物質を構成する陽子や電子などの各素粒子は素粒子の回転によって生じた力(スピン)によって磁気モーメントを持ちますが、多くの物質は通常状態において各素粒子の磁気モーメントが揃わず、磁界を持つことはありません。しかし、磁性体と呼ばれる物質は外界からの磁界の影響(漏れ磁界)や電流により磁気モーメントが揃い、磁界を長期間発生させることができます。 磁界はN極とS極を持ち、磁界の強さは同一方向を向いたスピンの量に依存します。時間が経つにつれ磁気モーメントの向きが徐々に揃わなくなって磁界は弱くなります。
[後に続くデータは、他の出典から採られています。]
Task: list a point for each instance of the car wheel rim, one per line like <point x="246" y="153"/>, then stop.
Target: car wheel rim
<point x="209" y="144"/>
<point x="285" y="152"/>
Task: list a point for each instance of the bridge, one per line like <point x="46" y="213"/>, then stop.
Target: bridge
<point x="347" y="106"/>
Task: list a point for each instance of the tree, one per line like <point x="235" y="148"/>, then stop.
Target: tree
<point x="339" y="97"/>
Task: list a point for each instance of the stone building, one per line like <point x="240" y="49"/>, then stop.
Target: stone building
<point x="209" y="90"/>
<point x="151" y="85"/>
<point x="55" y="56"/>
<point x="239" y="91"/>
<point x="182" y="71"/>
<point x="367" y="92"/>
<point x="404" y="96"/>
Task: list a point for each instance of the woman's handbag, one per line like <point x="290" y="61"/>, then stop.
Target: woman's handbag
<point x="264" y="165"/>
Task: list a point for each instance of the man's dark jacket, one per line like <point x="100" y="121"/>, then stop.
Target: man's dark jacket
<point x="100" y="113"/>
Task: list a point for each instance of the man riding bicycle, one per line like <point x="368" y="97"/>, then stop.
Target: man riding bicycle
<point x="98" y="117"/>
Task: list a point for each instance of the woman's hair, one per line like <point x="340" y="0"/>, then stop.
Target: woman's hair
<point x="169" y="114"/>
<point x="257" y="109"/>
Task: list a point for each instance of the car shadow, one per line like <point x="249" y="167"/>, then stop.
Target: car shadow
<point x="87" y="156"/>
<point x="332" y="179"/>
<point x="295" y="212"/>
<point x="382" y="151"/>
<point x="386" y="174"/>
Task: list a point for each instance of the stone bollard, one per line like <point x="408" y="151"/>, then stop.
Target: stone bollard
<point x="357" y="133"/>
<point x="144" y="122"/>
図 6 磁気ヘッド (内部) | 図 7 磁気ヘッド(構成部品) |
図 8磁気ディスク上の磁気ヘッド |
磁気ディスクを局所的に任意の向きに磁界を与えたり、その磁界の向きを検出するのに磁気ヘッドと呼ばれる記録再生ヘッド素子を用います(図6〜図8参照) かつて主流であった電磁誘導(インダクティブ)型磁気ヘッドの記録原理は、図9のように僅かに空隙(ギャップ)を持つ電磁石(ヘッドコア)にコイル状に電線を巻き、コイルに電流を流すと、フレミングの左手の法則によりヘッドコアに磁界が発生します。この磁性体のギャップから漏れる磁界(漏れ磁界)によって磁気ディスク上の磁性体の一部を極小の永久磁石として磁化することで情報を記録します。
図 9 記録原理 |
また再生原理は永久磁石となった磁界を持つ磁気ディスク上の磁性体にヘッドコアが近づくと、永久磁石からの漏れ磁界がギャップに当たり、ヘッドコアが磁化されて磁界の強さが変化します、磁界の強さの変化によってコイルに電流が流れるのでその電流の向きを検出します。 最近までインダクティブ型の薄膜ヘッドを利用していましたが、高密度化につれて再生感度に限界が生じたため、再生用のヘッド素子として磁界の向きによって電気抵抗が変化する性質を利用したMR(Magnet-Resistance)再生ヘッドまたはGMR( Giant MR)再生ヘッドなどを用いた2素子構成の磁気ヘッドが主流です。GMRヘッドにより、微弱な磁界の検出が可能となりHDDの飛躍的な高密度化に貢献しています。また、現在の磁気ディスクの磁界向きは水平方向(面内磁気記録方式)ですが、最近の飛躍的な微細化によって熱揺らぎ現象とよばれる常温でも保磁力が不安定になる現象が顕在化し、この方式では限界が見えてきました。しかし最近になって、トンネル磁気抵抗(TMR)を用いる技術や垂直方向に磁界を与える技術(垂直磁気記録方式)などによって記録再生技術が盛んに研究され、HDDのさらなる高密度化が見込まれます。